Il s’agit donc de se tenir prêt à la rencontre avec le réel, presque au contact du monde et des personnes. Comme s’il s’agissait de se tenir juste au bord, à l’écoute. Pourrait-on même lire en ce sens l’omniprésence des fenêtres ouvertes dans tous les films ? Dominique Cabrera filme comme on se tient au bord de la fenêtre ouverte pour regarder le monde : un regard cadré, au bord, à la fois concerné et attentif, disponible, un cadre comme occasion de rencontre, ouverture qui donne à voir, sans voyeurisme. Il est frappant que les films donnent à voir autant les textures, les matières, les objets et les décors, parfois comme si on pouvait – presque – les toucher. Le cinéma de Dominique Cabrera témoigne aussi d’une attention au monde sensible en général : ainsi l’enquête sur le passé et la mémoire s’accroche-t-elle aussi toujours aux sensations du présent.

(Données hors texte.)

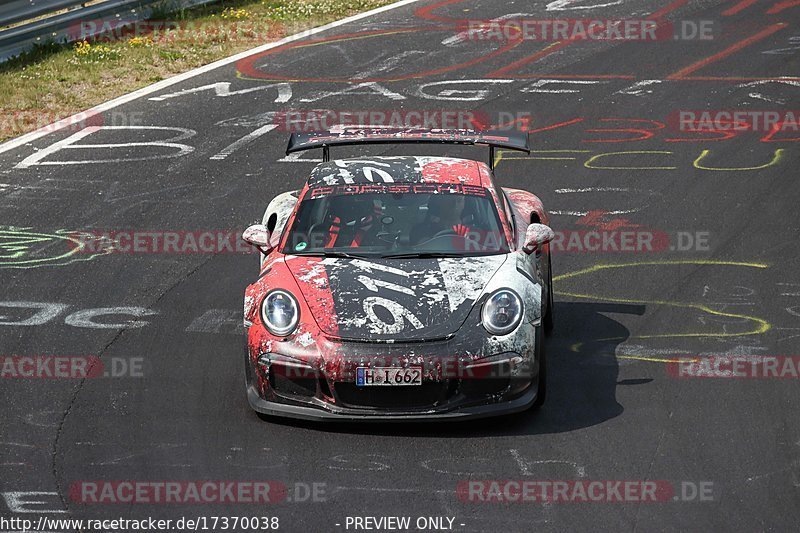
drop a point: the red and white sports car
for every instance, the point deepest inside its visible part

On retrouve cette sensibilité dans une certaine manière de prendre en compte les lieux comme espaces vécus, et de filmer le rapport des lieux aux personnes. Il s’agit souvent de parcourir les espaces avec ceux qui les habitent, les ont habités. « [L]es maisons à jamais perdues vivent en nous[1313] [1313] Gaston Bachelard, Poétique de l’espace, Paris, PUF, 1957. », écrivait Bachelard ; à l’inverse ici, filmer les lieux, c’est y donner à voir les souvenirs. La caméra portée parcourt l’espace et les voix (in ou off) y déroulent le passé, donnant à éprouver un rapport sensible et sensuel au lieu, dans les chroniques de banlieue, les films algériens et/ou autobiographiques. C’est en se déplaçant dans l’espace que l’on interroge sa mémoire, dans les tours du Val Fourré ou les rues d’Alger. Dans les tours abandonnées, la remémoration au présent des vies vécues charge d’une singulière mélancolie les papiers peints arrachés, les gravats, traces physiques d’un passé révolu. Précisément d’un « balcon au Val Fourré », on ne voit pas que le balcon, on ne filme pas qu’une façade devenue scène de théâtre : la caméra rend au décor toutes ses dimensions. C’est en accompagnant Réjane dans les escaliers vides et les ascenseurs que la cinéaste peut recueillir pas à pas, au fil des tâches, les fragments d’un récit de vie. Dans Rester là-bas, difficile d’échapper au passé, et l’on s’attarde donc sur les carrelages qui rappellent le souvenir d’enfance ; les images floues ou brouillées des rues disent quelque chose de ce voyage qui s’assume comme une plongée « somnambule dans les labyrinthes du moi et de l’histoire contemporaine[1414] [1414] Rester là-bas. Pieds-noirs et Algériens, trente ans après, op.cit., p. 120. ».
Aux souvenirs se mêlent aussi les rêves d’avenir et les espoirs déçus du présent. Ainsi, ce n’est pas seulement le Val Fourré qui est « rêves de ville » ; ce sont les mêmes mots, et les mêmes paradoxes lorsque la cinéaste filme une Algérie riche aussi des utopies fraternelles, des espoirs et des désillusions de ses personnages, alors que commençait ce qu’on appellerait plus tard la « décennie noire ». La voix familière de Dominique Cabrera accompagne ainsi un crépuscule sur la ville : « Rester là, respirer ici, dans l’éclatante absence, dans l’éclatante présence de ce rêve » (Rester là-bas).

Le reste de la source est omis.